A research team at Stanford University has pioneered a technology that is able to cool buildings without electricity.

This is very novel and an extraordinarily simple idea, we can now use radiative cooling, not only at night but in the daytime as well– Eli Yablonovitch, a professor of engineering at the University of California

Shanhui Fan, a professor of electrical engineering, and Aaswath Raman, a research associate, have developed an ultra-thin coating that acts like a mirror when exposed to infrared radiation. This means that it is able to reflect 97% of the radiant heat component of direct sunlight.  

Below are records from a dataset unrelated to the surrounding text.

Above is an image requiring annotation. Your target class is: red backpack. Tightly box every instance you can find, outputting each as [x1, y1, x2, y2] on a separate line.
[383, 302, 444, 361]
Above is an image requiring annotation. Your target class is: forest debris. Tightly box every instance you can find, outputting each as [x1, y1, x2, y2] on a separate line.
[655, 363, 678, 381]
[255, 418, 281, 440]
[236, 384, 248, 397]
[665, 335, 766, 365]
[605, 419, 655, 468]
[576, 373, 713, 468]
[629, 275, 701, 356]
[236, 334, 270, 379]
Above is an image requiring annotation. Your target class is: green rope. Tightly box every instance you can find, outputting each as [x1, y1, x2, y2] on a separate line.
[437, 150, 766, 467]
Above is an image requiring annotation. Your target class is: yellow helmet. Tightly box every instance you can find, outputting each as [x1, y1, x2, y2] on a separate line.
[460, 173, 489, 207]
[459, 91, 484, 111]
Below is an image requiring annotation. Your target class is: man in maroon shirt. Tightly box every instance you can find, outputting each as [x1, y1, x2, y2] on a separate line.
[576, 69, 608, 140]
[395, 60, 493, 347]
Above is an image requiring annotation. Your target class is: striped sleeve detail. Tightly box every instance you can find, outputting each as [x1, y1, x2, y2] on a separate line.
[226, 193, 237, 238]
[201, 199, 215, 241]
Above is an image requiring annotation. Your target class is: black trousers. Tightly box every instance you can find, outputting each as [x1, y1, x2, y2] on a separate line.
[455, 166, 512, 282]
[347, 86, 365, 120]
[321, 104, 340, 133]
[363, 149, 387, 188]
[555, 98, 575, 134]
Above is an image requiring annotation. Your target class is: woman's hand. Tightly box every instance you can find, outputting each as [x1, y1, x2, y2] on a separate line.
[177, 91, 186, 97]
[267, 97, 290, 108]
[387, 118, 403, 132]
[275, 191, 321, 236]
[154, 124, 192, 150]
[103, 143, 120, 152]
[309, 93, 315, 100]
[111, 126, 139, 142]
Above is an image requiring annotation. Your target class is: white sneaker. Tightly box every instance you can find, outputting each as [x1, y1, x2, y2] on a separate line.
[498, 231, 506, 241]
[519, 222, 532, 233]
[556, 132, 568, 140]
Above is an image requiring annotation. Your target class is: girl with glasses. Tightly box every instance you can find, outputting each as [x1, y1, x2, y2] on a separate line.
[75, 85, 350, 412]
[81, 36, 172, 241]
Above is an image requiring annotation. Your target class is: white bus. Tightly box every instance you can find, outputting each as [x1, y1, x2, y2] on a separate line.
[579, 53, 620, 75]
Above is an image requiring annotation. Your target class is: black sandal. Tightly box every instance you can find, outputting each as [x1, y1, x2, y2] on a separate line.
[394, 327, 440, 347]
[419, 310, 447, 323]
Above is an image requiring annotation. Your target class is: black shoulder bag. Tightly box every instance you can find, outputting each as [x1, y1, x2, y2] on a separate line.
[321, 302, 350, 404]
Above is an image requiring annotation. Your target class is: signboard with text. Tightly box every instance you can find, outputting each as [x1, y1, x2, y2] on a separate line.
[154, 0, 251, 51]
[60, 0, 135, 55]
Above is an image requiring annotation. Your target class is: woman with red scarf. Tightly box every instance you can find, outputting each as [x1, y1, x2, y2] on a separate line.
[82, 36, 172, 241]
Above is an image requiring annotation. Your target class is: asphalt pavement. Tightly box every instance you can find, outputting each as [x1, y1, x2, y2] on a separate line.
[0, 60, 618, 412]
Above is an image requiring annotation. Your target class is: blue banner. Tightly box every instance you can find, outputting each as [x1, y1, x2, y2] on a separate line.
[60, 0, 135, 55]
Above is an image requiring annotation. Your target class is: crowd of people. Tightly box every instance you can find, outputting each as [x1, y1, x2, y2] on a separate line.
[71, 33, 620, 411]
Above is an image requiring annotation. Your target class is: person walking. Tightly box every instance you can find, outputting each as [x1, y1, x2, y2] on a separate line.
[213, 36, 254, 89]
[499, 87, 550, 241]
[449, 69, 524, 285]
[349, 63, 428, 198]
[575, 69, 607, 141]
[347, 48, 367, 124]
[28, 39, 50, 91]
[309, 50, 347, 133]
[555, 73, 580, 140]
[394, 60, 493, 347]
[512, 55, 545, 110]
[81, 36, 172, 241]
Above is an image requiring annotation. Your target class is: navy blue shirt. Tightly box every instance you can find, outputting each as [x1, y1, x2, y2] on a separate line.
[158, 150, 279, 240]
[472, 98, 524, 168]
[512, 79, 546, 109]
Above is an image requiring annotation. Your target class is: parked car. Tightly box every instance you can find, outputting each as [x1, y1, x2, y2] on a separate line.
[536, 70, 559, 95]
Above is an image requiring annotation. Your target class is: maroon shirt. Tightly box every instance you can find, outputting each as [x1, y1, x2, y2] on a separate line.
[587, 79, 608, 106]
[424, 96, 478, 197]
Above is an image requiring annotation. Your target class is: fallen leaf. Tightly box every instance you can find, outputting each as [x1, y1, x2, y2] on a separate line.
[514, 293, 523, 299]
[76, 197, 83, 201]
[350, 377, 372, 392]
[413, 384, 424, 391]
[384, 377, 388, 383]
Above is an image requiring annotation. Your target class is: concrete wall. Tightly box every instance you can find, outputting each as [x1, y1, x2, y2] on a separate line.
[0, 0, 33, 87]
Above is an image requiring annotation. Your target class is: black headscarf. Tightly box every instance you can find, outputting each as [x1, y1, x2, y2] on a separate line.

The result is that a building coated with the 1.8 micron-thick substance will require less mechanical cooling than would otherwise be the case. It is estimated that 15% of all the electricity used in America’s built environment goes on air-conditioning it.

The coating on a roof and a diagram (Stanford University)

The material acts like a semiconductor but with energy instead of electricity. The coating radiates energy at a wavelength of between eight and 13 microns (one thousandth of a millimetre), which is the length that is transmitted most easily through the Earth’s atmosphere. This means that as well as reflecting sunlight, it is able to radiate heat from within the building more effectively, and does not warm the external environment.  

The researchers believe that a building coated with the substance would be about 5 degrees cooler then the ambient air temperature.  

The material is made of seven layers of silicon dioxide and hafnium oxide on top of a thin layer of silver. Hafnium is a transitional metallic element that resembles zirconium, and is used in semi-conductors and the control rods of nuclear reactors. The largest known deposits are in western Australia.

An illustration of the cooler (Stanford University)

There are two main obstacles to the further development of the coating. One is the need to conduct the heat in a building’s interior to the surface coating so that it can be radiated away. The second is how to manufacture it as large panels, and how these panels will be deployed on buildings. The team’s prototype is the size of a pizza.  

Eli Yablonovitch, a professor of engineering at the University of California, Berkeley, and a pioneer of photonics, told the website: "This is very novel and an extraordinarily simple idea. As a result of Professor Fan’s work, we can now use radiative cooling, not only at night but, counter-intuitively, in the daytime as well."